Microsoft’s four simulations for deploying Windows 11 aim to: help familiarize employees with the OS pre-upgrade; demo cloud printer deployment with Universal Print; show the process of moving from Windows 10 to Windows 11; and demonstrate using Autopilot to deploy Windows 11. (Autopilot was a Windows 10 feature that handles device setups after an upgrade.)
These are “click-through simulations” that present IT pros and general employees with “the actual experience of Windows 11 and Microsoft cloud-based management tools.”
Users can expect to see employees from Microsoft’s fictional 100,000-employee multinational company, Contoso, making Windows 11 part of their normal hybrid workday, for example, by using Microsoft software to print from an iPhone.
In the simulations, there’s Megan, the end user, and Allan, the IT pro.
“Allan deploys Windows 11 to new and existing company devices. He deploys Universal Print to move print infrastructure to the cloud.

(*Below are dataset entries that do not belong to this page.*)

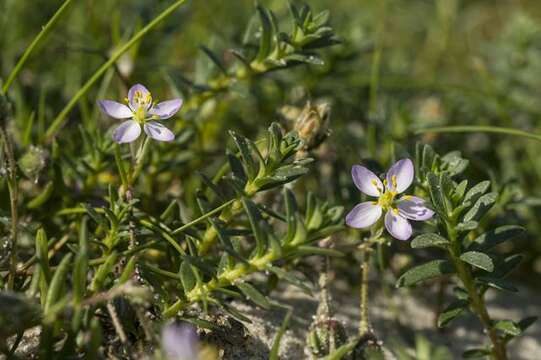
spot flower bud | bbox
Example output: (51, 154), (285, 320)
(281, 102), (331, 150)
(19, 145), (47, 181)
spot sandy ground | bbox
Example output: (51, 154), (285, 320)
(216, 282), (541, 360)
(8, 274), (541, 360)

Megan receives a new device with Windows 11 and has an existing device upgraded to Windows 11. And she’s able to print with Universal Print not only from her new devices, but also from her iPhone,” explains Microsoft.
These simulations could help organizations see the value in upgrading to Windows 11.
Windows 11, version 21H2, was released in October 2021 and was designated for “broad deployment” in May – meaning Microsoft thought Windows 11 was stable enough for enterprise customers to deploy three months ago.
Windows 11 22H2 is due out around October and Microsoft hopes its simulations will boost the IT department’s willingness to roll it out.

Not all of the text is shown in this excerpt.